Complementary and alternative medicine use in patients with chronic diseases in primary care is associated with perceived quality of care and cultural beliefs

GBW Leea, TC Charna, ZH Chewa and TP Ngb

a Department of Community, Occupational and Family Medicine and b Department of Psychological Medicine, The National University of Singapore

Correspondence to A/P Ng Tze Pin, Department of Psychological Medicine, The National University of Singapore, Faculty of Medicine, 16 Medical Drive, Singapore 119074; Email: cofngtp{at}nus.edu.sg

Received 30 May 2004; Accepted 17 June 2004.

Lee GBW, Charn TC, Chew ZH and Ng TP. Complementary and alternative medicine use in patients with chronic diseases in primary care is associated with perceived quality of care and cultural beliefs.

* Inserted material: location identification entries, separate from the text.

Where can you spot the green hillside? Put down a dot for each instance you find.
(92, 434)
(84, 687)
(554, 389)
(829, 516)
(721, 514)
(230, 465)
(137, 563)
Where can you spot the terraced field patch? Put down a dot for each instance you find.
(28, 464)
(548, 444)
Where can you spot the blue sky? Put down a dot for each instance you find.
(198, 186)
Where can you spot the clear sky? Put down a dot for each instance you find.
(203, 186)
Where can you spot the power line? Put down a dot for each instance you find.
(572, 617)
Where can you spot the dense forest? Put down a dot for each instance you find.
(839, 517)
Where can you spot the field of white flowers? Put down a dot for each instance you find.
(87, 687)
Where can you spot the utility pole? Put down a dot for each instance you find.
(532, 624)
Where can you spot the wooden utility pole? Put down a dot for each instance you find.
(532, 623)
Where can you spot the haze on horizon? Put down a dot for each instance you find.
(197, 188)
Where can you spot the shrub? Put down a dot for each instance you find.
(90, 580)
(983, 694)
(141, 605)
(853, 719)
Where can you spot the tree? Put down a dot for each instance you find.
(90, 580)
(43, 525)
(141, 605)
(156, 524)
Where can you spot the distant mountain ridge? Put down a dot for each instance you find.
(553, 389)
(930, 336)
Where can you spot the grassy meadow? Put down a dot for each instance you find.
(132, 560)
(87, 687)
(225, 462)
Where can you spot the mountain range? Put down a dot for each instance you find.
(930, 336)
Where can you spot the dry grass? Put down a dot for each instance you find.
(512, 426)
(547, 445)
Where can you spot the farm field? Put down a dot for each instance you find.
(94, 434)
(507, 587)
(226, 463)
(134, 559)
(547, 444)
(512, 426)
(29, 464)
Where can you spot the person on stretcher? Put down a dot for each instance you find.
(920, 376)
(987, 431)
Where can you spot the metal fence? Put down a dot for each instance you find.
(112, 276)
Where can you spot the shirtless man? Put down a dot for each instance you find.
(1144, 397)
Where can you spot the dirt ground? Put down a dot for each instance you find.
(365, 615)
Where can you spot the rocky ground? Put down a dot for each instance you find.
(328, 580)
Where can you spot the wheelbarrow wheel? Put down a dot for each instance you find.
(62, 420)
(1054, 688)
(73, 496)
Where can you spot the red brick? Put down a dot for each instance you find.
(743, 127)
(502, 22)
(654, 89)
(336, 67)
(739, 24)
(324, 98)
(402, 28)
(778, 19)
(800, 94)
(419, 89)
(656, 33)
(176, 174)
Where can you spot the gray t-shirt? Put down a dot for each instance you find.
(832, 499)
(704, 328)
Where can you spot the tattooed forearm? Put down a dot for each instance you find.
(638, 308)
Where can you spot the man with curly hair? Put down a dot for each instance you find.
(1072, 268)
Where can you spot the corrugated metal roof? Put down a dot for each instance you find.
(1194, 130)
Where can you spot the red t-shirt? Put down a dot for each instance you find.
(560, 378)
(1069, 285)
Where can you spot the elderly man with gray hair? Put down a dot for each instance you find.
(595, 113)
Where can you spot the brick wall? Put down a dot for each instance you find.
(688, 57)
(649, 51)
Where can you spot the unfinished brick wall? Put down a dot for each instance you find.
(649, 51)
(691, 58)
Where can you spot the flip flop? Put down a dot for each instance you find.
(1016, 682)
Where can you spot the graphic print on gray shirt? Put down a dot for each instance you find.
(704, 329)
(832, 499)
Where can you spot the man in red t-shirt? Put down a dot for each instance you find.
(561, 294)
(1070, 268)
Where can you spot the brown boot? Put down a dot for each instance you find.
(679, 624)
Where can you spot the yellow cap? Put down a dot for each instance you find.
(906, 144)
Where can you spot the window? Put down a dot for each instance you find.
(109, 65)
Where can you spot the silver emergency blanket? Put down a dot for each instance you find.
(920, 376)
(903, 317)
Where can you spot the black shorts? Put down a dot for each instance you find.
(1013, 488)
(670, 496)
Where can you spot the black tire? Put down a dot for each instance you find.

Family Practice 2004; 21: 656–662.


    Abstract
 Top
 Abstract
 Introduction
 Methods
 Results
 Discussion
 Declaration
 Appendix
 References
 
Objectives. The purpose of our study was to determine the prevalence of complementary and alternative medicine (CAM) use and its clinical and psycho-social correlates, including perceived satisfaction with care and cultural health beliefs.

Methods. A cross-sectional study was carried out in public sector primary care clinics in Singapore using a random sample of 488 adult patients with chronic diseases. The measures were CAM use, satisfaction with care and traditional health beliefs.

Results. The 1 year prevalence of CAM use was 22.7%. In univariate analyses, factors associated with CAM use included: middle age, arthritis, musculoskeletal disorders and stroke, multiple conditions, poor perceived health, family use of CAM, recommendation by close social contacts, strong adherence to traditional health beliefs and perceived satisfaction with care. Patients who were dissatisfied/very dissatisfied with the cost of treatment [odds ratio (OR) = 1.79, 95% confidence interval (CI) 1.15–2.82] and waiting time (OR = 1.96, 95% CI 1.20–3.19) were more likely to use CAM. Patients who were very satisfied with the benefit from treatment were much less likely to use CAM (OR = 0.49, 95% CI 0.29–0.83). Satisfaction with doctor–patient interaction was not associated with CAM use. Being ‘very satisfied’ on overall care satisfaction was significantly associated with much less CAM use (OR = 0.30, 95% CI 0.14–0.68). Multivariate analyses confirmed that CAM use was significantly and independently predicted by the ‘chronic disease triad’ (arthritis/musculoskeletal disorders/stroke) (OR = 4.08, 95% CI 2.45–6.83), overall satisfaction with care (OR = 0.32, 95% CI 0.14–0.74) and strong adherence to traditional health beliefs (OR = 1.88, 95% CI 1.07–3.31).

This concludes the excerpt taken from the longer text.